"The weakness of old-fashioned investment trusts is the lack of brokerage," he explained.
"Investment trusts are something of an acquired taste which means they are much more difficult to market than open-ended funds. Investors are always going to opt for the low-hanging fruit."
Furthermore, Potter believes that the problem has been exacerbated by the global financial crisis.
"When I came into the market there were seven or eight market makers of a decent size," he said.
"Now there are far fewer. The credit crunch has caused brokers to take fewer investment trusts on their books."
Proponents of investment trusts argue that the closed-ended structure gives managers an edge because they don’t have to contend with the ebb and flow of sales and redemptions and can therefore take longer-term positions.
However, Potter claims that investors are overlooking other drawbacks to their structure.
"A limited number of shares, as well as a shortage of brokers trading them, means that it can be very difficult to get out of investment trusts once you are in them," he explained.
"Anybody can buy, you just bid a penny higher, but selling meaningful amounts can be a nightmare."
Investment trust investors also point to the advantage of low charges that closed-ended companies have over their open-ended counterparts.
FE data shows that the average total expense ratio in the AIC universe is 1.37 per cent while in the IMA universe it is 1.55 per cent.

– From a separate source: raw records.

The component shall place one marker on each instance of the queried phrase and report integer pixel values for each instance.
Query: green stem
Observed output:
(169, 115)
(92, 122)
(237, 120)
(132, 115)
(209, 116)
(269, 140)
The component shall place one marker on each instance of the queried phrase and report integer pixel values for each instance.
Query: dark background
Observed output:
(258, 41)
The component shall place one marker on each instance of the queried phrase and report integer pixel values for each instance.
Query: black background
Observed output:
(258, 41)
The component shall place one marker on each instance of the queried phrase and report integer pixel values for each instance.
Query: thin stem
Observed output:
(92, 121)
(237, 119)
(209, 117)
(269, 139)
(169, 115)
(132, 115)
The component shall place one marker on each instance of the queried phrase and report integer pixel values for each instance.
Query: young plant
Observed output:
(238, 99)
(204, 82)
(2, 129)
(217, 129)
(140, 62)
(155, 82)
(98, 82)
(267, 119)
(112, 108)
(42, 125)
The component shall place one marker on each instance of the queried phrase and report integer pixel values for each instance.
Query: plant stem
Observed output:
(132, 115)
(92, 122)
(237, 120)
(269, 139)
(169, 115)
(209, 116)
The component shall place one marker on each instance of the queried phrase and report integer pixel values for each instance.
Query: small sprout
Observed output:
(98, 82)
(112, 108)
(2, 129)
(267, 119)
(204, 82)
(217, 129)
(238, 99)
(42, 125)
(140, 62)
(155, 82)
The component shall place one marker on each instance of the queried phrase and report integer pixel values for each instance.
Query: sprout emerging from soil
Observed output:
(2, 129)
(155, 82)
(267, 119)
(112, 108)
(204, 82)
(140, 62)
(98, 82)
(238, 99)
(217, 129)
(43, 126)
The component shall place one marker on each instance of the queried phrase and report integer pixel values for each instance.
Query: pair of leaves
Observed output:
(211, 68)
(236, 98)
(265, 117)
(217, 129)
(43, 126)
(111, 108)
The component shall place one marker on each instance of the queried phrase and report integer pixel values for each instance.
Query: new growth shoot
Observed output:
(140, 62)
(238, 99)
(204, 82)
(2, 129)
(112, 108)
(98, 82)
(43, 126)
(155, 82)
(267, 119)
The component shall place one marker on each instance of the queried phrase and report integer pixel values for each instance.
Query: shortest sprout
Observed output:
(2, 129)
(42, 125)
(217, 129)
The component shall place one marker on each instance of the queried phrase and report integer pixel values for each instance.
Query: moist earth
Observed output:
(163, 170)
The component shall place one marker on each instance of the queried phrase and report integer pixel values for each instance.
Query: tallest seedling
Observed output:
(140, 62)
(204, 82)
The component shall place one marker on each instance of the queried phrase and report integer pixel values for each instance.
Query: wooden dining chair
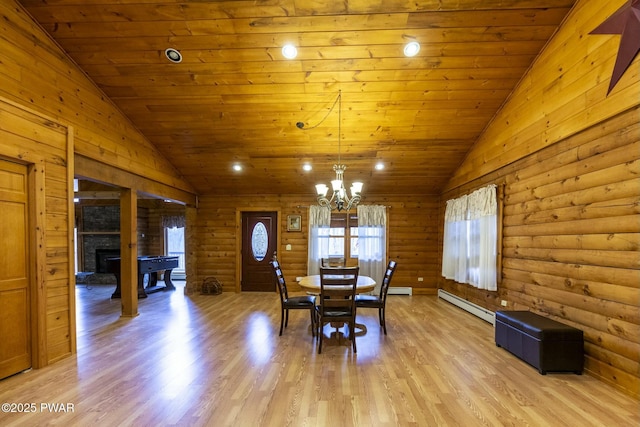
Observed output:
(337, 300)
(379, 301)
(302, 302)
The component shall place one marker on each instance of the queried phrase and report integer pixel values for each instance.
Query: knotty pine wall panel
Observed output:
(413, 238)
(36, 73)
(42, 144)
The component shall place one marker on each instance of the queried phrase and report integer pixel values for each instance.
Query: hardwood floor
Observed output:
(218, 361)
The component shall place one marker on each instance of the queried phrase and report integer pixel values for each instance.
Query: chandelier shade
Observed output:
(339, 199)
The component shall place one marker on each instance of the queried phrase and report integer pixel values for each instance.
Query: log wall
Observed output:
(567, 157)
(413, 239)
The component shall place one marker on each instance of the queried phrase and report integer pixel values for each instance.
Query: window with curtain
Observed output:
(361, 236)
(470, 239)
(372, 242)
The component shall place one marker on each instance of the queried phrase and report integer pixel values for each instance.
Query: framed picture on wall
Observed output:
(294, 223)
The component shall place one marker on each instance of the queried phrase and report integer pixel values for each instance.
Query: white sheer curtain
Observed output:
(470, 239)
(372, 242)
(319, 224)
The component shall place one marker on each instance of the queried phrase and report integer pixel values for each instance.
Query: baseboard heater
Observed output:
(476, 310)
(399, 290)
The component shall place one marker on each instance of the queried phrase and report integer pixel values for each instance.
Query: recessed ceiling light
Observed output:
(411, 49)
(173, 55)
(289, 51)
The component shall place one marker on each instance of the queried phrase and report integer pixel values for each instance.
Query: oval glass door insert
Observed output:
(259, 241)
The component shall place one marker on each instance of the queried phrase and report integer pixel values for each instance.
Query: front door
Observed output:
(15, 339)
(259, 235)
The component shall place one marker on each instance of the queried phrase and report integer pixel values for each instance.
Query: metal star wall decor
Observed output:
(626, 22)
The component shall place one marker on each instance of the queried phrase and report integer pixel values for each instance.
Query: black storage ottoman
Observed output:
(547, 345)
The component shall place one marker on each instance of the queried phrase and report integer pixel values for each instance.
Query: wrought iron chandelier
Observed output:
(339, 199)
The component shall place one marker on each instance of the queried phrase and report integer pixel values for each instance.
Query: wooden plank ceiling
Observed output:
(235, 99)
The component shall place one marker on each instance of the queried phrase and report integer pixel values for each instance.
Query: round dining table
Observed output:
(312, 284)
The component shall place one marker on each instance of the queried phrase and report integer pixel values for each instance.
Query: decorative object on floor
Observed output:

The impact of higher charges on long-term performance has been highlighted by several FE Trustnet studies, which show that investment trusts tend to outperform their open-ended rivals in the long-term.
However, Potter says that these advantages are heavily diluted if investors cannot trade when they want to.
"One can conclude that investment trusts are the better vehicle because of fees but that is generally not the case," he explained.
"You may very well be able to get access to an asset class more cheaply via an investment trust but you can find that you don’t get the performance because you can’t find a buyer when you want to sell."
AWD Chase de Vere’s Patrick Connolly agrees with the manager’s concerns and warns other IFAs that even open-ended funds can cause some liquidity headaches when markets turn and it is time to trade out.
"For larger investors like discretionary managers and IFAs, liquidity is a real issue," he said.
"We typically don’t invest in any vehicle – open- or closed-ended – with less than £100m in assets under management. When we make trades it is not to move one or two investors but to take all of our investors out of one fund at once."
Despite these concerns, Potter says he takes all investments on a case-by-case basis and that there is still a place in his portfolio for a number of specialist investment trusts.
Potter owns three infrastructure closed-ended portfolios, including the top-performing John Laing Infrastructure and 3i Infrastructure funds. He also owns Medicx, a portfolio of doctors' surgeries.
To counter his concerns over liquidity, the manager has only taken up a small position in these companies but he believes the closed-ended structure is well-suited to sectors that focus on tangible hard assets.